The locality monitors food safety at ready-to-eat meal processing facilities, industrial park collective kitchens, schools and food service establishments.

The Ministry of Health has just requested the above in the context of recent consecutive poisoning cases causing many people to be hospitalized. A typical example is the case of Tram Anh chicken rice restaurant (Nha Trang city) that caused 369 people to be poisoned.

The cause of many poisoning cases is due to favorable weather conditions for the growth of pathogenic bacteria, especially bacteria that cause intestinal diseases, animals and plants containing natural toxins (poisonous mushrooms, insects, plants, etc.). , forest fruits, seafood…). In addition, it is also due to environmental pollution and lack of clean water for processing and cleaning tools. The process of processing and preserving food ingredients and food is not correct. The awareness of compliance with legal regulations on food safety conditions of some food production and processing establishments is not strict.
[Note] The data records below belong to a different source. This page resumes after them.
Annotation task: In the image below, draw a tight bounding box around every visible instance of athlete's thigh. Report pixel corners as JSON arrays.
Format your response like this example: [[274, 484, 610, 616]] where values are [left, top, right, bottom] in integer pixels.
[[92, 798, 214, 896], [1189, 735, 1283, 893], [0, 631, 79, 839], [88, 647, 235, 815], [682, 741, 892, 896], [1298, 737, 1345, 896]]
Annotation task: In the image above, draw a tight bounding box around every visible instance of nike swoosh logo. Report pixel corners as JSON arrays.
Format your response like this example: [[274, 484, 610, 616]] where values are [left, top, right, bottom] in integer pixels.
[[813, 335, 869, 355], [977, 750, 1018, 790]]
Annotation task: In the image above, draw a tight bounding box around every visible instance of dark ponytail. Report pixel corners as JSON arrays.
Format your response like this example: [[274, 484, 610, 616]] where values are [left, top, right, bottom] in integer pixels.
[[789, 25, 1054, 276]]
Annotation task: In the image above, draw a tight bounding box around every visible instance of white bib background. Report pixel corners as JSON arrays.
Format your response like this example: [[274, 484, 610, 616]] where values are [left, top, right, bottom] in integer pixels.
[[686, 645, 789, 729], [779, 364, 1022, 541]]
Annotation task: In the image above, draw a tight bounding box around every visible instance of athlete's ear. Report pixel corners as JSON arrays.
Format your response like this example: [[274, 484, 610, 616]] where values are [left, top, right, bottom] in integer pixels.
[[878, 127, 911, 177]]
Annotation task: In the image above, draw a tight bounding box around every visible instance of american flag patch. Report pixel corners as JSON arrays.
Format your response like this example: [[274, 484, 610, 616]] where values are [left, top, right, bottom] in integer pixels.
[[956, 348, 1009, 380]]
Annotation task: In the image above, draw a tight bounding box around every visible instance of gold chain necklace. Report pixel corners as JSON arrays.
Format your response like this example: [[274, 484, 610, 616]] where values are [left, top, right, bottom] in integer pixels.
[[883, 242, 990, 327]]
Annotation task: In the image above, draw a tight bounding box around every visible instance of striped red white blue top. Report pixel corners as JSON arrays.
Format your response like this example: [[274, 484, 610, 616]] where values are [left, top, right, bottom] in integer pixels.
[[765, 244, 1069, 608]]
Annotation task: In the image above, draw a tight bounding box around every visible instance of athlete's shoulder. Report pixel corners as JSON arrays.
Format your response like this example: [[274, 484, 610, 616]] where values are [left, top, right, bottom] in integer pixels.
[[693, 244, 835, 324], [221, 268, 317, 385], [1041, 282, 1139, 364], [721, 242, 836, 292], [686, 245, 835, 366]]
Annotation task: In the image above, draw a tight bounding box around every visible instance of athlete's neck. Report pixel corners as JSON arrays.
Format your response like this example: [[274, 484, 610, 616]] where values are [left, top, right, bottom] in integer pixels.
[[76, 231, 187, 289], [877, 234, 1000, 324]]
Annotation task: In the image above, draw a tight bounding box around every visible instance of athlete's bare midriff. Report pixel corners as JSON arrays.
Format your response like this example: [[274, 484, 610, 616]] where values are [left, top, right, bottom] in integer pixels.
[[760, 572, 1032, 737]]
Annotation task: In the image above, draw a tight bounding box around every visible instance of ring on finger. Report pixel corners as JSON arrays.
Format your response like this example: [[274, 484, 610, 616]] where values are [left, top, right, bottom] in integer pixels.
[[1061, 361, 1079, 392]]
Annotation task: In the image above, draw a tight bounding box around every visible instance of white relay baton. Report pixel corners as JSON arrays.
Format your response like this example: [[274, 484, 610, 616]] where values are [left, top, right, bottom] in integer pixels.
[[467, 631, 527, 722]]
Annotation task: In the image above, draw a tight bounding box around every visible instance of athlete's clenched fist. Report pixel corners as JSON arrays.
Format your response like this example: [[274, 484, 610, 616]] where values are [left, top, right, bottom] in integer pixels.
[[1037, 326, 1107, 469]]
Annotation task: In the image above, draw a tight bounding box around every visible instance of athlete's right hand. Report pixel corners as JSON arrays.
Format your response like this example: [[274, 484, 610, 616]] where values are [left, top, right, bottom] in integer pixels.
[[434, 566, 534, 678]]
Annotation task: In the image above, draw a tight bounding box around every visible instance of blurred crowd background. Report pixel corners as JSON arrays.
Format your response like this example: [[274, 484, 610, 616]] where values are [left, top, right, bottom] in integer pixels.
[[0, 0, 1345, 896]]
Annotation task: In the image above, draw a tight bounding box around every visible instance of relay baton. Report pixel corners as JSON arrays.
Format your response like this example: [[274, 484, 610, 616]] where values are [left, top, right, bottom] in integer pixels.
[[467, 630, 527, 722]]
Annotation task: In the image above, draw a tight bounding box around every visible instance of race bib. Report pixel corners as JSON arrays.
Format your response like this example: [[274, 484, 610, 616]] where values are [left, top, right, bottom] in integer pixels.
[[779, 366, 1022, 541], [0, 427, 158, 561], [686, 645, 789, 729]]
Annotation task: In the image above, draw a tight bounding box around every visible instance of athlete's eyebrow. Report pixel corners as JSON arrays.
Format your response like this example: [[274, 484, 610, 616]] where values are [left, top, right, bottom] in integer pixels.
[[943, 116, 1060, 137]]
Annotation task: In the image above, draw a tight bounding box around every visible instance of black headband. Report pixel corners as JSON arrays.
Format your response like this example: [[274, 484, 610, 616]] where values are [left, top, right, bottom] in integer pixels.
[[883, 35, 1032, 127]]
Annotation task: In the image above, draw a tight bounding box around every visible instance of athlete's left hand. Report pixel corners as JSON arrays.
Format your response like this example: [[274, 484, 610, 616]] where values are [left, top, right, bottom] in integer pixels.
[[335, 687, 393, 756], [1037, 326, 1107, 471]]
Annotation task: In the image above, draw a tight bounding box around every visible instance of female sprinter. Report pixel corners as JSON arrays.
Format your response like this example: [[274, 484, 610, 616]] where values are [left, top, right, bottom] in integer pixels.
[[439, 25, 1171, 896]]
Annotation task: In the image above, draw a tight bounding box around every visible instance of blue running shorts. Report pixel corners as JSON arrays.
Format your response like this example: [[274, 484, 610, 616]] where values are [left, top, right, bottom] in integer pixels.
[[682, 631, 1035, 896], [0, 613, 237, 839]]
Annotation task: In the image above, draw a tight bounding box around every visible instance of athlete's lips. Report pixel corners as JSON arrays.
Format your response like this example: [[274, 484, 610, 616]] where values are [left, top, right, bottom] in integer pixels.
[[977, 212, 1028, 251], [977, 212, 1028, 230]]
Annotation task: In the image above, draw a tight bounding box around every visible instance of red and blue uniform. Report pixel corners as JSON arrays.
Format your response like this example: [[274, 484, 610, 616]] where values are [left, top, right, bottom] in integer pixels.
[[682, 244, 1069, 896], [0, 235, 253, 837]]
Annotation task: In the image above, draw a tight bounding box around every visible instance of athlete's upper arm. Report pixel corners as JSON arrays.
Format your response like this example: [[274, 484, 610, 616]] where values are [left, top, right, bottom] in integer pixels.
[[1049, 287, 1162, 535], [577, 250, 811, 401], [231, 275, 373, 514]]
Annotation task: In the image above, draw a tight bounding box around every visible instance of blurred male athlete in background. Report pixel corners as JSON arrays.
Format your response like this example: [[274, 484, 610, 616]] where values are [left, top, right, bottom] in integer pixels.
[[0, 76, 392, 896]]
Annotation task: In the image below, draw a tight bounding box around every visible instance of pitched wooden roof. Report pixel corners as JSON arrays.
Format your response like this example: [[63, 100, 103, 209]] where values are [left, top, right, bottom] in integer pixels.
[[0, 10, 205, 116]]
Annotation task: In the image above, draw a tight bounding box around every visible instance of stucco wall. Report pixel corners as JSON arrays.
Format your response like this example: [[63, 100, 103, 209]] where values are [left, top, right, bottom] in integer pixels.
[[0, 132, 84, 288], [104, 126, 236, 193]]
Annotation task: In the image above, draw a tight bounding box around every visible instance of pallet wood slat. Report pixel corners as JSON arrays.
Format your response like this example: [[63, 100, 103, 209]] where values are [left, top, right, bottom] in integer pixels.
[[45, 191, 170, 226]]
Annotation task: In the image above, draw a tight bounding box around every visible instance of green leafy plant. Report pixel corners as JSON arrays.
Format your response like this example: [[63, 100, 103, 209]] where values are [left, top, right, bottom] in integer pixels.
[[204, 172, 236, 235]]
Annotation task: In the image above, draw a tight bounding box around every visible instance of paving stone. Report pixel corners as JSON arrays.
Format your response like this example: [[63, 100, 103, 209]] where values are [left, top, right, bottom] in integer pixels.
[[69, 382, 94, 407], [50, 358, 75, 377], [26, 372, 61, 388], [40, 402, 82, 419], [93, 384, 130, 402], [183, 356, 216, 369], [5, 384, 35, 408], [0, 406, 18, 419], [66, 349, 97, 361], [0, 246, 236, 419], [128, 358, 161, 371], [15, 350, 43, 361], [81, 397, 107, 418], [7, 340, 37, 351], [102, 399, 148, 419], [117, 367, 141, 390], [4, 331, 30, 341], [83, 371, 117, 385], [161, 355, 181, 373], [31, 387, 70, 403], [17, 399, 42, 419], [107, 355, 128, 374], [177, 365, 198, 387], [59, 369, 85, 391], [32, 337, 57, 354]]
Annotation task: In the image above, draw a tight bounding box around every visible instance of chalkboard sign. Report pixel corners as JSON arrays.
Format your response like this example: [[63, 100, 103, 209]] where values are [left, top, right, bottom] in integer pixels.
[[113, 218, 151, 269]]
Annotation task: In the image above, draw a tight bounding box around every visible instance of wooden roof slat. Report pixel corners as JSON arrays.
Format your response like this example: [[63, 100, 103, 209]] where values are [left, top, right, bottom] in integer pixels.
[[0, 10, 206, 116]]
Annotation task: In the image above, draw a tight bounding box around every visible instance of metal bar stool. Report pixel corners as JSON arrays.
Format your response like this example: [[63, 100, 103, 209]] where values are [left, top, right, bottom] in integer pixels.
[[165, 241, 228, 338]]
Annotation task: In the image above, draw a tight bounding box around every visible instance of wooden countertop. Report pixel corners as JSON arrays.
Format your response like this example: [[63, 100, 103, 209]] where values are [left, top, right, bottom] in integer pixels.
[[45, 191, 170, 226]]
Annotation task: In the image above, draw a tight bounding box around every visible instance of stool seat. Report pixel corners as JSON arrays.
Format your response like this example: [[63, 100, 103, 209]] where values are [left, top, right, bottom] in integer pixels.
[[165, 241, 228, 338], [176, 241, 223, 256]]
In particular, the demand for fresh food, unheated food, street food, soft drinks, and ice is increasing in the whole family, collective kitchens, crowded meals, and tourism. … is also the cause.

Chicken rice dish sold at Tram Anh rice restaurant in Nha Trang. Image:Exam

Therefore, to ensure food safety and prevent poisoning, the Food Safety Department requires localities to implement measures to ensure food safety, focusing on the period from April to August.

In particular, it is necessary to pay attention to poisoning due to poisonous mushrooms in the spring and summer, poisoning due to animals and plants containing natural toxins (especially in the Northern Mountainous region and Central Highlands region). Coastal localities pay attention to poisoning due to aquatic products containing natural toxins such as puffer fish, sea turtles, strange sea snails…

Strengthen inspection and supervision of food safety, focusing on ready-to-eat meal processing establishments, collective kitchens in industrial parks, schools and food service establishments. streets, establishments producing and trading bottled drinking water. Strictly handle and suspend operations of establishments that do not ensure food safety conditions.

People are advised to only use food products and food ingredients of clear origin, and absolutely not use canned products that have expired, are swollen, flattened, or deformed. , rusty, no longer intact or has an unusual taste or color change. Do not self-package foods in non-freezing conditions to create conditions for anaerobic bacteria to grow, for example Clostridium botulinum.